She was lying on her filthy bed with her closest companions, her cats, milling about the room. A half empty bottle of cheap beer still in her hand as she lay passed out. It was an extremely hot central valley day but she wore a coat. She is mostly inside of herself when she’s awake but as I looked on her sleeping with her motel room door open and the window left wide I was glad she was having this moment of peace. Sleep is rest for the body and a troubled mind. I left the prepared bag of bread and pastries inside the door on a little cluttered table. We try to leave things we know she likes. I realized then that I am just one face in this window. I am here maybe twice a week but she is always here. The realities I see and break over are hers all the time whether I witness them or not.
There is another woman in this motel in a wheel chair. She has a big dog for friendship and safety. He’s quite protective of his mistress so I only see her for a brief minute each week. A knock, then boisterous barking, a shouting match between her and the dog, then the door opens and we hand her a bag of food (she prefers chocolate cookies), “God bless you, Evelyn.”, “Thank you , you too”. and that’s it. Just a face in her door bringing what I can.
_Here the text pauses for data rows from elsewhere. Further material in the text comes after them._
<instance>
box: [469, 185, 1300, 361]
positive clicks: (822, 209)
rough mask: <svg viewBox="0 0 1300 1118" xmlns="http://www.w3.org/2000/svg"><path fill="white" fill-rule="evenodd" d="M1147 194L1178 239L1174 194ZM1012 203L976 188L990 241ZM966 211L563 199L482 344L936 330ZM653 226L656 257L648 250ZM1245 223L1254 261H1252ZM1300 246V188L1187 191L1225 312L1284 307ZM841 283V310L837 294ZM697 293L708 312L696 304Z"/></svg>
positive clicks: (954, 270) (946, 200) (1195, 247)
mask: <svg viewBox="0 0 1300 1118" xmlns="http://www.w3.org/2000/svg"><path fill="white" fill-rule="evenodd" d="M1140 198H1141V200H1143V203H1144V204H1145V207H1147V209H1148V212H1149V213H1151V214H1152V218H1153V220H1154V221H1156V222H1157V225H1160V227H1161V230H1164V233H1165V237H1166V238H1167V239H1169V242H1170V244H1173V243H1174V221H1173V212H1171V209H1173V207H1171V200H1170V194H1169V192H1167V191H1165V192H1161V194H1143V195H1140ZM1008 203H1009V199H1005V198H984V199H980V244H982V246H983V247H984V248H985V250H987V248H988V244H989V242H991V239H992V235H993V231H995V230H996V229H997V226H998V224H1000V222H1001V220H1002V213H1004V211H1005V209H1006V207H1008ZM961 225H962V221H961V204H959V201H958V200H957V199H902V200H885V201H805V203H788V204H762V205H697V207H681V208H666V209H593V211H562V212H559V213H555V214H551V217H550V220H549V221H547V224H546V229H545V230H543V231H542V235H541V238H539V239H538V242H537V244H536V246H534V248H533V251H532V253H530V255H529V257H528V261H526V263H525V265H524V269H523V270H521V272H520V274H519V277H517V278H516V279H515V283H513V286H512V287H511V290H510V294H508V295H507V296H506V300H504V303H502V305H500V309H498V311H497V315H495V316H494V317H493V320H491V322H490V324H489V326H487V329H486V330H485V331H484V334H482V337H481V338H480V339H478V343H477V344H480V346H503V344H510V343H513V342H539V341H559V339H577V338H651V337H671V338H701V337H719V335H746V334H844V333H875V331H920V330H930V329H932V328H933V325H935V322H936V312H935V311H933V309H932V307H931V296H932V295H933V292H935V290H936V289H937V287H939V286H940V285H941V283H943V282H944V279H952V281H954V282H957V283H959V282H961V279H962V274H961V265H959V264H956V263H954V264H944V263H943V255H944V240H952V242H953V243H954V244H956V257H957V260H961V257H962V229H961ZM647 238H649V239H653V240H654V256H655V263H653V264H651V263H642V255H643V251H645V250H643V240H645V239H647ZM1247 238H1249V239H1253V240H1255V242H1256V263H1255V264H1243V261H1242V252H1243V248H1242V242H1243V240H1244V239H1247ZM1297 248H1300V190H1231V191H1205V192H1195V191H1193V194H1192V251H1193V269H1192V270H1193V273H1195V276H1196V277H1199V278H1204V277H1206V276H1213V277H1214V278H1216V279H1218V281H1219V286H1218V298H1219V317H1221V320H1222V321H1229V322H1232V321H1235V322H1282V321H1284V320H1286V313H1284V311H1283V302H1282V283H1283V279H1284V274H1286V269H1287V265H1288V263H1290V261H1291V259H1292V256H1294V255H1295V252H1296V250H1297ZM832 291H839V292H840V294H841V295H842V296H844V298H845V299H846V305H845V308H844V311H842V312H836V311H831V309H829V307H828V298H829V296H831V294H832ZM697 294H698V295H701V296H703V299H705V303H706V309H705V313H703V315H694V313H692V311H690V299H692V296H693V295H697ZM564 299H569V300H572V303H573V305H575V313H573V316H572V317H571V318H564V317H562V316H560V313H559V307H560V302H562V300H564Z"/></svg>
This is not enough. More and more, we are being pulled down to 9th Street. We now schedule to go twice a week. But even beyond that we need to engage in real relationships here in the most forgotten place in our town. No lunch truck comes by here. No park for the kids to play. The traffic is fast down 9th. The motels are surrounded by auto shops, trailer parks and vacant lots. It is not a nice place to be. No grass, just unforgiving concrete and broken glass. The working girls walk up and down past the 7 year old girl who has been sent to the store to get something for her drug addicted mother.
Please pray for 9th Street. Pray for us. Pray that God would help us find more ways to engage this toxic neighborhood with his grace, forgiveness and love.